Primeiro embarque de carne in natura brasileira chega aos EUA

O primeiro embarque de carne in natura da Marfrig chegou por via aérea aos EUA ontem, dias antes dos primeiros contêineres por navio aportarem naquele país.

As carnes saíram de Bataguassu no Mato Grosso do Sul e embarcaram no voo AA930 da American Airlines, partindo do aeroporto de Guarulhos, São Paulo, no domingo, e chegaram ao aeroporto de Miami, Florida, ontem. A carne já foi liberada hoje.

Em apenas 45 dias após a assinatura da abertura do mercado americano para a carne brasileira in natura, a Marfrig embarcou o primeiro contêiner  por navio para os EUA no dia 18 de setembro.

“Depois de fazer o primeiro embarque marítimo para os EUA a partir do Brasil e ter sido responsável pela produção do primeiro lote do produto a tocar o solo americano, agora, por via aérea, a Marfrig comprava sua incrível capacidade para oferecer proteína animal de alto valor agregado em escala global e apoiar o potencial do Brasil em tornar-se novamente líder global na produção de bovinos”, resumiu o CEO da Divisão Beef da Marfrig, Andrew Murchie.

Fonte: Marfrig, resumida e adaptada pela Equipe BeefPoint.

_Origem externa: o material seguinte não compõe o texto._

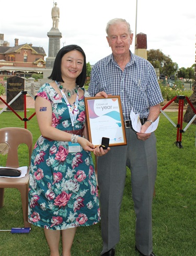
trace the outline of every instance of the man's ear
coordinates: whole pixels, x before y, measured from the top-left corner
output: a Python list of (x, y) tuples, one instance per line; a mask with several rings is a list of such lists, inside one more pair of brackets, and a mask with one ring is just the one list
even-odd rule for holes
[(108, 41), (109, 46), (110, 47), (110, 42), (109, 42), (109, 38), (108, 36), (106, 37), (106, 38), (107, 38), (107, 40)]
[(130, 41), (130, 45), (132, 44), (133, 42), (133, 34), (131, 33), (130, 35), (130, 38), (131, 38), (131, 41)]

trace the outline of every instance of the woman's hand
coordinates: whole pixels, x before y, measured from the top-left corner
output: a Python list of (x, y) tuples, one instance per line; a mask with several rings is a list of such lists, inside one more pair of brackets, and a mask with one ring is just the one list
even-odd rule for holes
[(84, 150), (88, 151), (93, 151), (95, 149), (95, 146), (90, 142), (88, 140), (83, 137), (78, 137), (77, 142), (80, 145)]
[(101, 156), (106, 155), (108, 151), (110, 150), (110, 147), (108, 147), (107, 150), (103, 150), (102, 147), (99, 148), (99, 146), (97, 146), (93, 151), (93, 153), (97, 156)]

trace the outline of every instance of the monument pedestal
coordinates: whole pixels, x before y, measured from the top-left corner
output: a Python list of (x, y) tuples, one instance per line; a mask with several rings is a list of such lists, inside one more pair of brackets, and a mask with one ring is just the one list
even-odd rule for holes
[(54, 60), (60, 49), (60, 39), (62, 38), (62, 34), (58, 28), (52, 28), (49, 32), (48, 32), (47, 36), (49, 38), (49, 44), (48, 57), (45, 60), (45, 69), (43, 72), (44, 79), (47, 79), (51, 74)]

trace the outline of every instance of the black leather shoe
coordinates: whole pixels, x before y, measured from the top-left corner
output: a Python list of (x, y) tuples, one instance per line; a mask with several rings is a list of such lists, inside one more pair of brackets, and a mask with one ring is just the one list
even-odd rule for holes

4 opiniões sobre “Primeiro embarque de carne in natura brasileira chega aos EUA”

  • paulo cesar santos - 28/09/2016

    muito bom para reação do mercado nacional para com internacional, precisamos exportar e aumentar possibilidades de mais empregos a população nacional.

  • Fernando Lamas - 28/09/2016

    Parabéns pela capacidade empreendedora. Ganha o produtor, especialmente o de Mato Grosso do Sul.

  • Gislei Campanha dos Santos - 28/09/2016

    Parabéns a toda equipe MARFRIG e com certeza esta empresa terá ótimos resultados e abrindo a possibilidade de novas negociações no mercado exterior, e nosso estado (Mato Grosso) estará de portas abertas para abranger novos investidores.

  • Alexey Heronville Gonçalves da Silva - 24/10/2016

    Exportar SEMPRE foi o que tínhamos de fazer desde que a Coréia do Sul e Japão ensinaram ao mundo isso. Dois países destroçados por guerras que, em poucas décadas (além do investimento maciço em educação, tecnologia e inovações tecnológicas), transformaram sua economia com a Exportação e são hoje potências globais.